Is it working? When you hit the button do you see in your DIC "TRAC OFF" and a dumb driver in a car loosing control?


----------



## dustyminpin (Jun 19, 2006)

I had the same problem, lol. Most goat owners are M6 owners and don't know about the computer BS of the automatic. The only way you can smoke the tires while holding down the brake (aka burnout at a dragstrip) is to have your computer reprogrammed. Stock will not let the tires break free, GM's way of keeping people from frying rotors and brakes is my guess. The car's ass end just squats down as you hammer on the gas, it revs up to like 800 rpms, and nothing happens. 

Once you get a dyno tune that disables torque management, top speed governor, etc., you'll be able to light those babies up till the rims are glowing.

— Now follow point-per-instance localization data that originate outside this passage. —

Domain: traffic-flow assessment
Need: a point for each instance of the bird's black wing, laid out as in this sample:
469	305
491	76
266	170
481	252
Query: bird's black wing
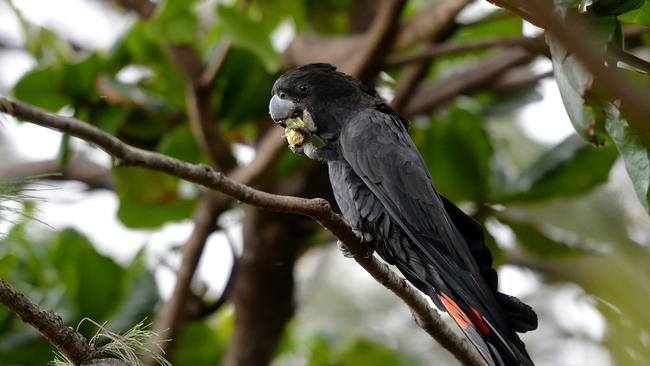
380	151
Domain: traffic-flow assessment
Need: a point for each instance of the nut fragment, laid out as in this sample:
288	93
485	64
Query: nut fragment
293	137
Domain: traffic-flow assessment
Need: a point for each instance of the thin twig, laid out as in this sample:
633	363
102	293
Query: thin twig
583	45
630	59
434	93
318	209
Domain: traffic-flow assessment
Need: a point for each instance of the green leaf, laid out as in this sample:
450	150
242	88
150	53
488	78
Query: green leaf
176	23
457	151
249	35
149	199
139	295
42	87
198	344
538	243
570	168
634	149
241	88
180	143
638	16
79	77
92	280
615	7
582	103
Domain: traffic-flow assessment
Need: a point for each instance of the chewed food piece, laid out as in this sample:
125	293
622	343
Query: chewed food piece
293	137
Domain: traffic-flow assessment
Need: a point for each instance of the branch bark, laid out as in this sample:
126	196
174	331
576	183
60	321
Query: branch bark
72	344
436	92
318	209
77	168
411	76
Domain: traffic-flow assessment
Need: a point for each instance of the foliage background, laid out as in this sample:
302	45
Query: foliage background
565	219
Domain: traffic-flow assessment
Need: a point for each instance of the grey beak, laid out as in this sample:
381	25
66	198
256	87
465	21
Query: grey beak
281	109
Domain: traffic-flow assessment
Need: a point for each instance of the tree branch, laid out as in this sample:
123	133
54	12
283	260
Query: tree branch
428	23
436	92
72	344
437	50
318	209
78	169
584	46
380	34
411	76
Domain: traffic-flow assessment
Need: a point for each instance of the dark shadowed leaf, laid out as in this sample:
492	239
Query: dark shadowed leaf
149	199
570	168
180	143
249	35
615	7
42	87
634	149
639	16
198	345
79	77
176	23
535	241
93	280
139	295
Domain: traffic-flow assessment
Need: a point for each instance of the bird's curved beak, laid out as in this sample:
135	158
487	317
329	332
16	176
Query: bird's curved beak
281	110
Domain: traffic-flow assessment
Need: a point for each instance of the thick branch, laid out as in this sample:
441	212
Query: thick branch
382	30
79	169
318	209
437	50
72	344
428	23
584	46
436	92
199	108
411	76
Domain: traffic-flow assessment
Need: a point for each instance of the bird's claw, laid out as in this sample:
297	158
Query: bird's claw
366	241
304	138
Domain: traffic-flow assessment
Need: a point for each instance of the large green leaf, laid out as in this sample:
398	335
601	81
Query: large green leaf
457	151
634	149
249	35
79	77
149	199
198	345
42	87
639	16
535	241
176	23
241	89
139	295
85	272
615	7
180	143
570	168
582	103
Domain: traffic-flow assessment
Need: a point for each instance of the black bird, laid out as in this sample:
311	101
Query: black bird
385	192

Or, you can do what I did and go to www.autoanything.com or another similar car mod website and buy the Diablosport Predator handheld tuner model number U7191 (for the LS2, doesn't matter what vehicle it's in) and you'll be set. 

I bought mine last summer when I got my '06 IBM A4 and it cost $400. It may have gone down a bit but most of the handheld tuners run between 350 and 400. You'll also have snap you back in the seat higher rpm shift points, and an error code reader (which I've used twice to find out my gas cap wasn't on tight enough). It's worth the money. 

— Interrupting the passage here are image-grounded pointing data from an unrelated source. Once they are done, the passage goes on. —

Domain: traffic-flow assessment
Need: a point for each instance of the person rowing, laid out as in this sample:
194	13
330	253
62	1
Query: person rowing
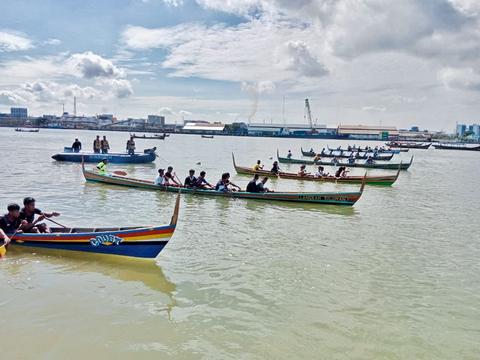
252	184
320	172
28	214
275	169
190	180
258	166
202	183
170	179
224	183
102	166
302	171
341	172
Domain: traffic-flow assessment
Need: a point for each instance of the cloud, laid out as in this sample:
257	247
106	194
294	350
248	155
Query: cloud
90	65
374	108
13	41
462	79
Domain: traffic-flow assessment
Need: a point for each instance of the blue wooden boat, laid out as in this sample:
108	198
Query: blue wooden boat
148	156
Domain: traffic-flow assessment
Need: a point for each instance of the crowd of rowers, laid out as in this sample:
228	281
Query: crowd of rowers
340	173
103	146
23	220
334	161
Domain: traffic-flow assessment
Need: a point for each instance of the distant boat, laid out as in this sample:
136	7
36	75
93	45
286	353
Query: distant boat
157	137
148	156
26	130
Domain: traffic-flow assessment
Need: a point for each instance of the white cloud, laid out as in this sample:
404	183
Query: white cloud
13	41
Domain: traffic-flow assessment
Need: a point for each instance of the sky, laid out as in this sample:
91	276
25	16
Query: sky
374	62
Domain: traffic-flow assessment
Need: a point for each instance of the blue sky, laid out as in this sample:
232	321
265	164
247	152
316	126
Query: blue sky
401	63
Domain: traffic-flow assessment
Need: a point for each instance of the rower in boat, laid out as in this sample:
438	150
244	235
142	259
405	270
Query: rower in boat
28	214
10	223
341	172
252	184
190	180
275	169
302	171
320	172
160	179
261	185
202	183
258	166
224	183
102	167
76	146
170	179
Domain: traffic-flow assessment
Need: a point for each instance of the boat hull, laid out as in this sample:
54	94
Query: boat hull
114	158
334	198
386	166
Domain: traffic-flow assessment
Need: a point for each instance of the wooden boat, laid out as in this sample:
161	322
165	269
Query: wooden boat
408	145
387	180
332	198
137	241
332	154
148	156
369	150
388	166
455	146
156	137
26	130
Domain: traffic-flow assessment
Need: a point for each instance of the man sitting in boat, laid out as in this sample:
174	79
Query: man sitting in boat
202	183
258	166
131	146
261	185
11	223
102	167
320	172
302	171
190	180
76	146
170	179
224	183
28	213
104	145
252	184
275	169
341	172
370	160
160	179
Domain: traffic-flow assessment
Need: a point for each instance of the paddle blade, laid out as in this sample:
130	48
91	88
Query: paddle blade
3	250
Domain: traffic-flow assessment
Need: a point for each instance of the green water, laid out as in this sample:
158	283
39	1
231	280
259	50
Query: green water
394	277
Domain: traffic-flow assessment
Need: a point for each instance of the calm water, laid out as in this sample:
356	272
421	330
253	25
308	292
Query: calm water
395	277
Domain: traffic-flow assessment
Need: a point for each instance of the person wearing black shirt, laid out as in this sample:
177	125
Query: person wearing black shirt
77	146
191	180
252	185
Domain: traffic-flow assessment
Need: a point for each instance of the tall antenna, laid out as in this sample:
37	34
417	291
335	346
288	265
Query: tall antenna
308	113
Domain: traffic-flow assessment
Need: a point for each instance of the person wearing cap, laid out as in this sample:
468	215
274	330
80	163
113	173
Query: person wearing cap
190	180
102	166
10	223
28	214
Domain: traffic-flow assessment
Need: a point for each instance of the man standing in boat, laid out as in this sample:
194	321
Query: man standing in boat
76	146
131	146
104	145
28	213
97	145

You can choose between a pump gas tune and a 93 octane only tune, which is more aggressive, with more hp and torque, that's what I run, but depending on where you live, you might not be able to get 93 octane. That's why all your new high end sports cars have recommended octane ratings of 91 OR higher. I guess you can get 91 octane anywhere. Hope this helps.


----------



## drosene (Aug 30, 2007)

Yeah, what Dusty said is right. I'll need to get a chip. I'll look on that website. Thanks for the help everyone.


----------



## dustyminpin (Jun 19, 2006)

The Diablo is on sale right now for $320 at www.autoanything.com. I'd jump on it if you got the cash.


----------



## blkngrygoat (Feb 7, 2007)

Hold on a minute guys. I have an )6 PBM with the A4. There was a problem with the Goats built in the first 6 mos of the 06 run.

Go to your stealership and tell them it's a problem with your ECM module. I'm guessing you get about 1450 RPM the it just kind of bogs down?


----------



## dustyminpin (Jun 19, 2006)

My car was built in Jan. of '06 and the only problem I had was the front struts grenading on me like something from a sci-fi movie. My ECM is fine. The 05 A4's are the same way. It's the GM programming in the computer. ANY dyno tune or handheld will eliminate this, as well as the top speed governor, and any other issue that they might slap on you for "safety or wear and tear" reasons.


----------